Quinta feira, 22 de agosto de 2019 Edição nº 14945 28/03/2018  










RENATO DE PAIVA PEREIRAAnterior | Índice | Próxima

Inglês sem sotaque

Pintada com capricho na parte de trás de um luxuoso carro importado, leio uma frase sugestiva: “Ora que melhora”. Através do vidro noto que há um rosário pendurado no retrovisor interno. Este detalhe (o rosário) me informa que o dono do automóvel não é evangélico, pois os protestantes não costumam usar terços ou rosários durante suas orações. Entretanto essa informação me confunde um pouco, pois sendo o motorista católico como o objeto do retrovisor indica, ele usaria rezar e não orar. Embora os dois verbos indiquem quase o mesmo ato, um é usado pelos católicos, o outro, pelos crentes. Pode ser que o imperativo de orar tenha predominado por exigência da rima.

Mas qual será a mensagem que esse dono de tão vistoso carro quer passar? O mais provável é que queira chamar a atenção para seu Land Rover, afirmando que orando muito conseguiu comprá-lo e que outros poderiam também conseguir, bastando agir como ele.
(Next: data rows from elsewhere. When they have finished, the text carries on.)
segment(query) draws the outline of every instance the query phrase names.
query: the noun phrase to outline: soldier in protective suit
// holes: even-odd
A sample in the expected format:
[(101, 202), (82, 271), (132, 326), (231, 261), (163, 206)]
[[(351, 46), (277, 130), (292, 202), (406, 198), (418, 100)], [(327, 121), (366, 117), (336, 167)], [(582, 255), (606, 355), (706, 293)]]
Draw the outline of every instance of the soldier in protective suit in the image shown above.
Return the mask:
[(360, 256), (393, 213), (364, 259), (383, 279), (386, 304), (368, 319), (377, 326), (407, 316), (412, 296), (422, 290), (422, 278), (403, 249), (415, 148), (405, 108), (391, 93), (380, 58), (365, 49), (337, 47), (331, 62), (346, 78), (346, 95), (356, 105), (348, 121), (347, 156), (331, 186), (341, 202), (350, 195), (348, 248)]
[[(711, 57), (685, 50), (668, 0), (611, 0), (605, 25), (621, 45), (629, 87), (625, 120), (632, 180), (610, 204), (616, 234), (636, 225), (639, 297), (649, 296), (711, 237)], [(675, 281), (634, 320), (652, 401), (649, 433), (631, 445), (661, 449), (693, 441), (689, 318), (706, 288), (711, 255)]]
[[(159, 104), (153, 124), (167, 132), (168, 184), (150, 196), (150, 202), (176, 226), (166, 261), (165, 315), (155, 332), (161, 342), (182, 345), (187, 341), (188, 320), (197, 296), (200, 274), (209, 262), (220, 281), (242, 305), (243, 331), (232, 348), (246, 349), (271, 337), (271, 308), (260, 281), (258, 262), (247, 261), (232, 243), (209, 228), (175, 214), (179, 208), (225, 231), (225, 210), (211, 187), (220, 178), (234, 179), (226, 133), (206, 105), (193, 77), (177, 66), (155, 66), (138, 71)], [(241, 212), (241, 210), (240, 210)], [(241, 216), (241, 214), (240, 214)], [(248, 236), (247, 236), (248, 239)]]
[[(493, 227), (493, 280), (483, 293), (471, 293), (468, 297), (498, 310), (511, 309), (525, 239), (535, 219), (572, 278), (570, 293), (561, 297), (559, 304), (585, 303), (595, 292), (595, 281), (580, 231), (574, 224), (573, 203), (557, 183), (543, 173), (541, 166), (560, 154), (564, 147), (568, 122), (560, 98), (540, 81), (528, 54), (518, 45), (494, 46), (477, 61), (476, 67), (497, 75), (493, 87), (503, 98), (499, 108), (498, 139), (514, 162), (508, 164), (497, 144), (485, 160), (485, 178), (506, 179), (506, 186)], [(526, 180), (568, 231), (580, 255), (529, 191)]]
A frase do imodesto cristão (católico ou crente) parece uma versão mais “elitizada” do “Foi presente de Deus”, mais usada nos fiats e chevetes combalidos que nos modernos carros de trezentos mil reais.

Por enquanto vamos deixar rodando pela cidade o homem do carro chique para contar um caso, aparentemente sem relação com este, acontecido no casamento de uma contraparente minha.

Não obstante o casório em questão tenha ocorrido aqui no País e todos os convidados fossem brasileiros, a noiva fez o discurso de saudação em inglês. Explicou para a plateia extasiada com tanta “erudição”, que tinha mais facilidade em expressar-se nessa língua. O detalhe é que ela foi criada no interior de Minas e somente na adolescência passou algum tempo nos Estados Unidos, tornando-se um desses raros casos, que a despeito da exposição tardia a novo idioma, criou mais familiaridade com ele que com a língua materna. Um professor presente no evento comentou admirado que ela falava um inglês perfeito sem nenhum sotaque.

Para explicar o comportamento do primeiro caso (o do carro legendado) temos uma palavra que vem a calhar. Trata-se de novo-rico sempre utilizada para referir-se a pessoas que tendo enriquecido rapidamente não tiveram tempo de dar uma envernizada nos modos e por isso vivem cometendo gafes, exibindo grotescamente os bens que possuem.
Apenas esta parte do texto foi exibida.